水玲珑淡淡地勾了勾唇角,信奉佛祖意味着背叛了他们的民族信仰。在喀什庆,异教徒轻则被赶走,重则被打死,冷幽茹成为佛教徒也是返京之后的事。诸葛流云等人容忍她,一是受大环境影响,二十愧疚琰儿的死,三是冷幽茹的骨子里又没流着喀什庆的血。甄氏不同了,这个在神庙面前立誓一辈子做女娲信徒的人,突然之间穿上了有佛教标志的衣裳,这回,不死也要脱层皮了。
"那个家里几个孩子闹腾得厉害,我得先回了,小汐,我们走。"姚大夫人果决置身事外,也不许嫁出去的女儿再干涉娘家的庶务。

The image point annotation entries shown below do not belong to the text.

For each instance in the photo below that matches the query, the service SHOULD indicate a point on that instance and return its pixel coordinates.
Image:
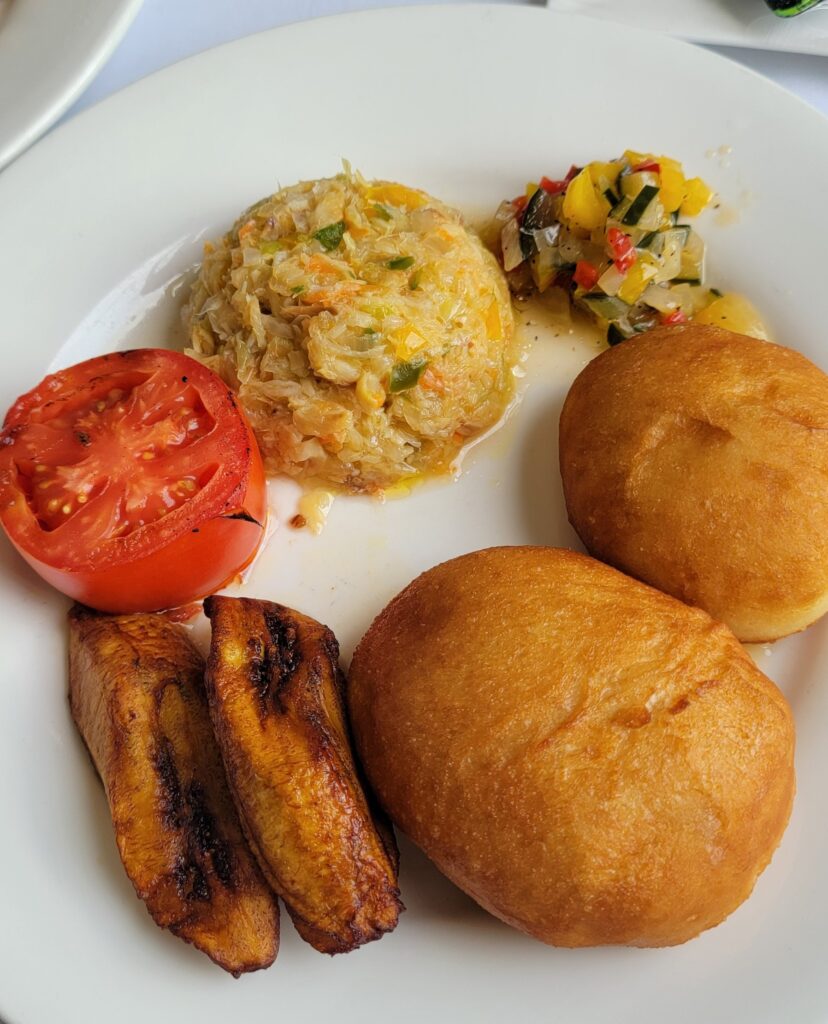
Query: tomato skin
(192, 552)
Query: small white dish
(49, 51)
(723, 23)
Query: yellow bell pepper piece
(697, 197)
(636, 281)
(494, 327)
(583, 205)
(369, 392)
(604, 174)
(395, 195)
(735, 313)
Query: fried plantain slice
(275, 696)
(136, 693)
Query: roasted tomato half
(132, 481)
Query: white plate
(49, 51)
(726, 23)
(468, 102)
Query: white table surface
(166, 31)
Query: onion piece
(510, 245)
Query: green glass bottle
(787, 8)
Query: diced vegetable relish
(614, 235)
(367, 333)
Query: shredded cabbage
(367, 333)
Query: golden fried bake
(591, 760)
(697, 460)
(275, 697)
(136, 694)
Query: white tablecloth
(166, 31)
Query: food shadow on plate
(540, 492)
(429, 895)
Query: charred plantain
(275, 697)
(136, 693)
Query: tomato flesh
(127, 466)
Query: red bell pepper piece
(621, 249)
(585, 274)
(552, 186)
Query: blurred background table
(166, 31)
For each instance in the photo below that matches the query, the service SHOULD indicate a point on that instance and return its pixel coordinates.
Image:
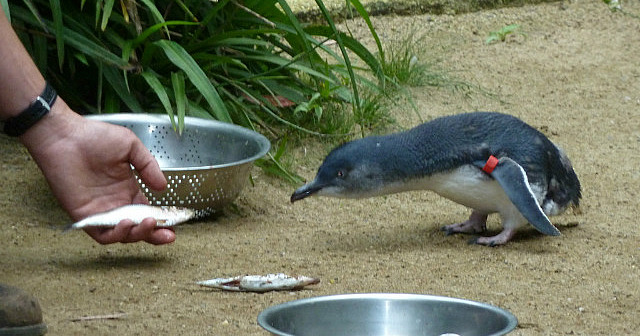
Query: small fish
(260, 283)
(164, 215)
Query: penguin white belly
(470, 187)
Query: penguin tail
(564, 188)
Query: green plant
(250, 62)
(502, 34)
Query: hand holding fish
(88, 167)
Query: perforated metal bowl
(206, 167)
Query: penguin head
(347, 172)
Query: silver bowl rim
(163, 119)
(512, 321)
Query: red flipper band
(491, 164)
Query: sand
(575, 76)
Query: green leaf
(56, 11)
(77, 41)
(363, 13)
(106, 13)
(181, 58)
(177, 80)
(354, 45)
(5, 7)
(155, 13)
(345, 55)
(118, 83)
(152, 79)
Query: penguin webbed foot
(497, 240)
(476, 223)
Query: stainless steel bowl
(386, 314)
(206, 167)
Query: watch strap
(18, 125)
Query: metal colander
(206, 167)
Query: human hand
(88, 167)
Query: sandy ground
(576, 77)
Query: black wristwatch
(18, 125)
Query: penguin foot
(499, 239)
(476, 223)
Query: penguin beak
(305, 191)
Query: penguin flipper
(513, 180)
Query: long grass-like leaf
(58, 25)
(5, 7)
(106, 13)
(155, 13)
(352, 44)
(363, 13)
(118, 84)
(181, 58)
(177, 81)
(77, 41)
(345, 55)
(152, 79)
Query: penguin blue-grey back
(532, 178)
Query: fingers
(128, 232)
(146, 165)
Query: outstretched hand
(88, 167)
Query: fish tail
(69, 227)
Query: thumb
(146, 165)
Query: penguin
(488, 161)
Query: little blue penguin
(487, 161)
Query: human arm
(86, 163)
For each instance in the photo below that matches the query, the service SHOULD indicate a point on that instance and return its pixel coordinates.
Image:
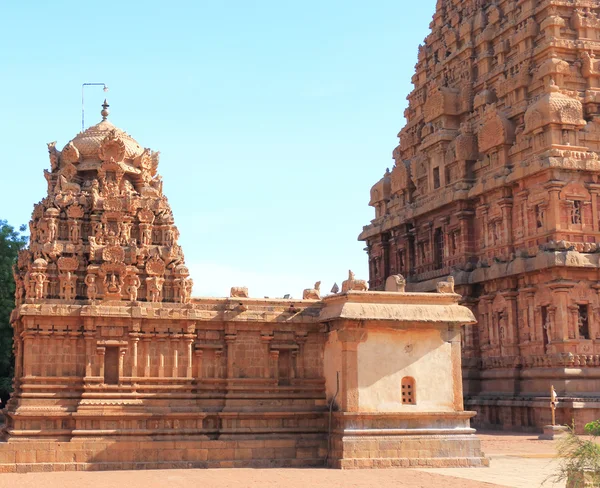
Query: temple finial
(105, 110)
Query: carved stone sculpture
(396, 284)
(312, 293)
(239, 292)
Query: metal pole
(82, 100)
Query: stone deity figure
(114, 284)
(74, 231)
(154, 286)
(132, 287)
(68, 284)
(188, 284)
(183, 287)
(19, 288)
(39, 282)
(92, 287)
(146, 235)
(52, 230)
(125, 232)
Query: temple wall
(332, 364)
(388, 356)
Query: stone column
(230, 339)
(161, 357)
(560, 294)
(122, 352)
(484, 213)
(134, 356)
(267, 338)
(146, 341)
(573, 321)
(529, 300)
(175, 350)
(100, 351)
(506, 208)
(454, 339)
(465, 243)
(199, 353)
(274, 364)
(189, 349)
(513, 315)
(594, 189)
(301, 340)
(522, 196)
(554, 187)
(350, 339)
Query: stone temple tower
(496, 182)
(118, 367)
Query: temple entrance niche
(111, 365)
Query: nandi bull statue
(312, 293)
(446, 286)
(353, 284)
(396, 284)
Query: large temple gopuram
(496, 183)
(119, 367)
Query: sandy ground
(517, 460)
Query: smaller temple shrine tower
(496, 183)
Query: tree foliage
(11, 242)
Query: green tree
(11, 242)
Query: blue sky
(273, 119)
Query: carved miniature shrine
(495, 182)
(117, 367)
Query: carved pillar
(199, 353)
(23, 351)
(267, 338)
(484, 213)
(230, 339)
(175, 350)
(513, 316)
(122, 352)
(100, 351)
(573, 321)
(59, 352)
(89, 351)
(554, 187)
(594, 189)
(465, 244)
(454, 339)
(350, 339)
(532, 334)
(189, 349)
(506, 208)
(161, 357)
(134, 356)
(560, 292)
(522, 196)
(146, 341)
(274, 364)
(301, 340)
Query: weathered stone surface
(118, 367)
(495, 182)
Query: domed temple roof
(89, 141)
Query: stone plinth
(399, 399)
(552, 432)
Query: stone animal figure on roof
(395, 283)
(446, 286)
(312, 293)
(239, 292)
(353, 284)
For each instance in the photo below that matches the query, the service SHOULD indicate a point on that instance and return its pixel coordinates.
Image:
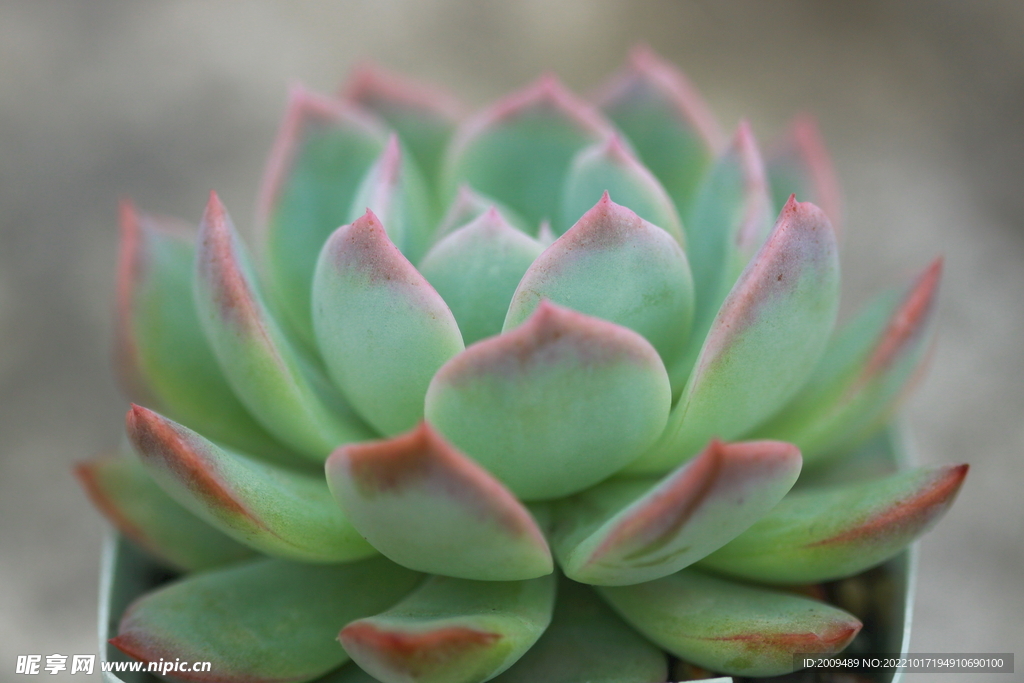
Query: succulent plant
(562, 364)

冷夫人也站起身,朝冷幽茹笑道:"家里有点事儿,改天再来看你。娘的生日,你和王爷别忘了回,娘可是为了你们才答应搬出佛堂吃顿热闹饭的。"
冷幽茹的睫羽颤了颤,淡淡地点了点头:"我知道了。"
"娘!娘你相信我啊!我真不知情!我不是故意的!"天安居老太君的卧房,甄氏扑通跪在地上,一脸惶然地哭求。
不知者无罪这句话其实是不靠谱的,哪怕到了律法上也是站不住脚的,比如一个人不小心将另一人撞入山崖而导致对方横死,律法不会因为他的无心便将判他无罪。生活亦是如此,你身为女娲信徒,却穿了佛教衣服,还是当着那么多人的面被拆穿,传出去,外人怎么看待喀什庆?怎么看待女娲的子民?这简直是太挑战喀什庆的民族团结和崇高信仰了!
老太君气得面色发青,指着甄氏的胳膊都在颤抖:"你你甄明岚,你你太令我失望了!你是喀什庆的耻辱!"
"不是的不是的啊,娘!我真不认得它啊!我不知道什么佛教标志!我连大嫂的佛堂都没进去过我是无辜的,娘!你相信我啊"甄氏哭得泪如雨下。